Dénoncer les agresseurs
La culture urbaine ou le hip-hop se heurte souvent à des stéréotypes de genre où certains termes voire même mots sont considérés comme sensibles. Wasso Tounkara admet que c’est un peu tabou parce que déjà, le ministère de la Femme ainsi que le ministère de la Jeunesse et le ministère de la Santé leur ont recommandé de ne pas utiliser le terme «sexuel». « Donc c’est la raison pour laquelle, nous utilisons les termes santé de la reproduction parce qu’aussi, quoi qu’on puisse dire, c’est toujours un tabou de parler de la sexualité des ados au Sénégal. Et même quand il s’agit de femmes, c’est toujours tabou et même en parler en société, c’est compliqué», regrette-t-elle. Dans le single, il y a la participation de deux jeunes artistes qui ont écrit les textes et posé l’instrumental.

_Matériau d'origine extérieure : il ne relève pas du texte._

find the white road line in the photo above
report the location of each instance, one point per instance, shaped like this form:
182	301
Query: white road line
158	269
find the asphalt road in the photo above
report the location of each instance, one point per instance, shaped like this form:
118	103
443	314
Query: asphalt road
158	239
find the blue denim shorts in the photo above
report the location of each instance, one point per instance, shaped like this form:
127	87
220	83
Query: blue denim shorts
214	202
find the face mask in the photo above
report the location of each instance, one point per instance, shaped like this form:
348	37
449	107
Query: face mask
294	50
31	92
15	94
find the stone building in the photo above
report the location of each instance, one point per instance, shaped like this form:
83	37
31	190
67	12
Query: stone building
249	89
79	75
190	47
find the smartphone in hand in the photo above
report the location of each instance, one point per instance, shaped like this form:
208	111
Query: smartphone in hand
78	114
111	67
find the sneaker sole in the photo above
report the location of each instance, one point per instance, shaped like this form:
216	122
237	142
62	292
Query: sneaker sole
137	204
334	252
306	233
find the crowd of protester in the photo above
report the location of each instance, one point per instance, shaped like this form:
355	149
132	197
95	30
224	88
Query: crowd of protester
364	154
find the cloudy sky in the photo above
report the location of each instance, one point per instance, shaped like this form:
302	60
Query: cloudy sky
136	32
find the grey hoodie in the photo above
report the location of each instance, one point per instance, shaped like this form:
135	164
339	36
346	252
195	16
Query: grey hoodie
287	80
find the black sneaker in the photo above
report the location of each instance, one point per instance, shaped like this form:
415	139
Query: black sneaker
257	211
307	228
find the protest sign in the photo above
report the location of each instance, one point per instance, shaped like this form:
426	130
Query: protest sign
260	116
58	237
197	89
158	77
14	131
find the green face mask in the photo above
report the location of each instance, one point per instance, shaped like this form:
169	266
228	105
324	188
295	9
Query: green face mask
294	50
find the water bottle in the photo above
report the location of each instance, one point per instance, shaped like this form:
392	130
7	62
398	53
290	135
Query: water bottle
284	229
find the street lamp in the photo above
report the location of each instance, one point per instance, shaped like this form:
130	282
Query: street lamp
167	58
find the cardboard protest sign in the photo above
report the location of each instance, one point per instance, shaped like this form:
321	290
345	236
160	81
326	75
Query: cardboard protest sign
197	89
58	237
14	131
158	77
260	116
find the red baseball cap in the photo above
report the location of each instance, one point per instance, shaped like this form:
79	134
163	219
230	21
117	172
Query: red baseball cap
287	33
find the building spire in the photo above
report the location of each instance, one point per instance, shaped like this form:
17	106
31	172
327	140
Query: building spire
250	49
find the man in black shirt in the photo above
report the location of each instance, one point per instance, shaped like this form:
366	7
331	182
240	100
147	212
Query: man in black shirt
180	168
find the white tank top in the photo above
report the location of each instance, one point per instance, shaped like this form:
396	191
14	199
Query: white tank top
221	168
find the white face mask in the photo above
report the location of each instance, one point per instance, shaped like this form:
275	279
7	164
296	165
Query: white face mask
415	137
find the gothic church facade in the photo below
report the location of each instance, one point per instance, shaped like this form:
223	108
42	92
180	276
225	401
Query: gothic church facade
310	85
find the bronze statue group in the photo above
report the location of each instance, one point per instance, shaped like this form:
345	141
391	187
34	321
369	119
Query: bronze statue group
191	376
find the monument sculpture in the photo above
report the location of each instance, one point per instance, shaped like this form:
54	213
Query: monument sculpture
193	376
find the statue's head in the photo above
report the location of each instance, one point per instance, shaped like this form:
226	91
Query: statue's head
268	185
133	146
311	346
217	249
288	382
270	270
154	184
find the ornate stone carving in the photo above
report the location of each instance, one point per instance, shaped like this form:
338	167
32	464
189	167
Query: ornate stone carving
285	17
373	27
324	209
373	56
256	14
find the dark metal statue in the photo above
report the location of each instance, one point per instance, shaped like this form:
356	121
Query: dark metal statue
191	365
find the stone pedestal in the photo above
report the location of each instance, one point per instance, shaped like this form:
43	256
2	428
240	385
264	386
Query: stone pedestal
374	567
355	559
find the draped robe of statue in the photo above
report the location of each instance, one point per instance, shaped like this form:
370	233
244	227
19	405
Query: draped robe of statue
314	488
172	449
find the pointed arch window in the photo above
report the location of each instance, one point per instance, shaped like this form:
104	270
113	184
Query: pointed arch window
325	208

L’une s’appelle Magui Diop et l’autre Eve Crazy. Pour la militante, à chaque fois que l’association travaille sur un sujet concernant la femme, elle essaye d’impliquer les artistes qui s’intéressent à ce sujet-là. «Donc, elles ont été choisies parce qu’elles s’activent sur ces points-là», confirme-t-elle. A propos des instruments, elle explique que le single a été mixé, enregistré et masterisé dans le studio de Diksa et c’est elle-mê¬me qui a fourni l’instrumental.
Silence et tristesse
De l’émotion, il n’en manque pas dans cette chanson accompagnée d’une vidéo. Car, Dotouniou nopi qui veut dire, «nous n’allons plus nous taire en français», traduit le silence, la désolation et la tristesse, que subissent ces femmes. Evo¬luant dans le hip-hop depuis 2008, Ndèye Fatou Tounkara «invite» les victimes à ne pas perdre confiance, à savoir qu’elles ne sont pas seules dans leur combat et à savoir qu’aujourd’hui, il y a beaucoup de femmes qui s’activent pour les accompagner dans leur vie, pour qu’elles aient gain de cause dans leur lutte mais aussi, à ce que leurs agresseurs puissent être sanctionnés. «Je les encourage à dénoncer et à continuer les procédures judiciaires sachant que c’est une procédure très longue, très difficile et très compliquée. Mais leur dire également qu’elles ne sont pas seules et qu’elles peuvent avoir confiance en toutes ces femmes qui sont devenues des sentinelles et qui luttent pour l’amélioration des conditions de vie des femmes et des enfants au Sénégal», a-t-elle lancé.